Any advice or feedback on this kennel would be most appreciated...oldsouthernkennels.com

I met the owner/breeder today and a young puppy that I am interested in. She is a few months old, very sweet and warmed up to me very quickly. Her parents are Havana and Batu and more info about them and pedigree info can be found by clicking the link on the homepage. 

If anyone on the board has a puppy from this kennel and can give me some feedback, I would really appreciate it. This is my first GSD and I want to make a wise decision. Thanks for any help.


----------



## Andaka (Jun 29, 2003)

They seem to be breeders that buy dogs from Europe to breed. They do not show or train their own dogs.


----------



## Bridger2014 (Jul 3, 2014)

Hi Andaka,

Thanks for taking a look at the webpage, I appreciate any feedback that you and other more experienced members on this forum have. The website may be a bit misleading or perhaps the way I posed the question was. Both the Dame and Sire are located in Mississippi, but I do believe they are both imports. The owner of the Sire is a retired K9 officer with 25 years experience training dogs and continues to train for police agencies. 

They only have a couple litters a year and he held back 2 females from a litter that was born in March. I met the one female he is willing to sell and will go back and talk with him more today. I spent a few minutes with her and she seems very social and confident for a younger dog, they have also began doing some training with her (basic commands). 

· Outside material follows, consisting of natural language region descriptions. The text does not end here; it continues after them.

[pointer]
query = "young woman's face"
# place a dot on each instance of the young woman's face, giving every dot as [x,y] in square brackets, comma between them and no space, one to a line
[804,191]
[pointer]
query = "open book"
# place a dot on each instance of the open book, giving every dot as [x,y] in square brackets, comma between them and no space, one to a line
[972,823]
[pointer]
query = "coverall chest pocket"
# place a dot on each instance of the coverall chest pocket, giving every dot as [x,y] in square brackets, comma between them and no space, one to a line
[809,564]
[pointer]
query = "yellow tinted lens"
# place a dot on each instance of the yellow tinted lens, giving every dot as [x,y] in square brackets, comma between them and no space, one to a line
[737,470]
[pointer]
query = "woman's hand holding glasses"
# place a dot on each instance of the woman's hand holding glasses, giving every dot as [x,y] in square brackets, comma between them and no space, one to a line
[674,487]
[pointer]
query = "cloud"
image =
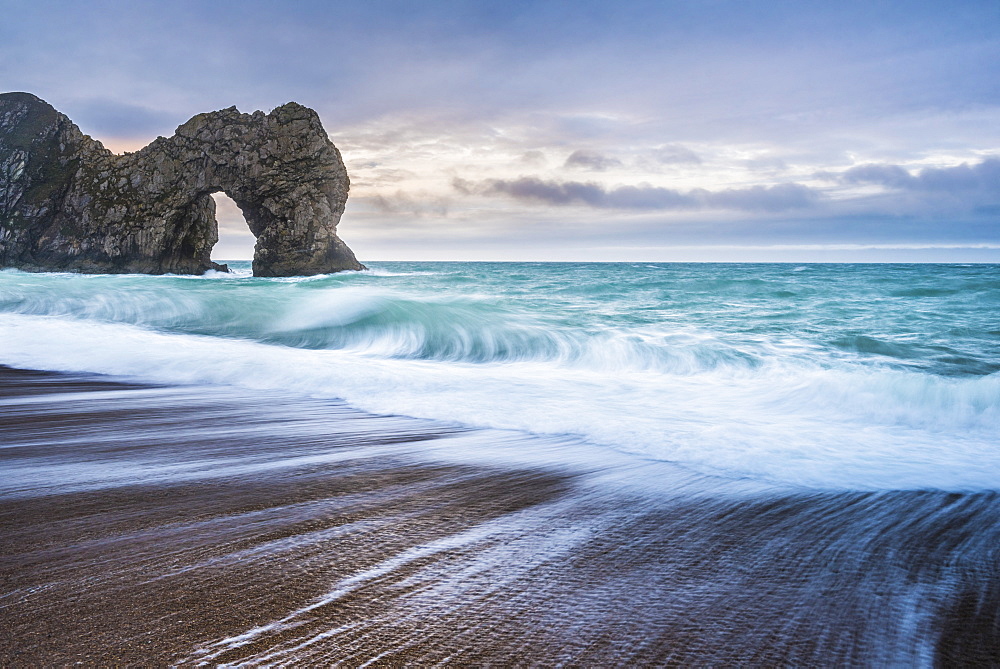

Based on the little bit that you saw on the site, what are your thoughts on the pedigree? Thanks again for your response.


----------



## DaniFani (Jan 24, 2013)

Bridger2014 said:


> Hi Andaka,
> 
> Thanks for taking a look at the webpage, I appreciate any feedback that you and other more experienced members on this forum have. The website may be a bit misleading or perhaps the way I posed the question was. Both the Dame and Sire are located in Mississippi, but I do believe they are both imports. The owner of the Sire is a retired K9 officer with 25 years experience training dogs and continues to train for police agencies.
> 
> ...


Still not someone I would buy from. If I had a penny for every time a police k9 officer thought they knew anything and everything about dogs, training, pedigrees, and breeding, because they worked a k9...well I'd be wealthy. lol

Don't fall for the "it's an import therefore it's amazing" line. I also agree with andaka. Good luck.


----------



## Pioneer53 (May 5, 2006)

Sent you a PM.


----------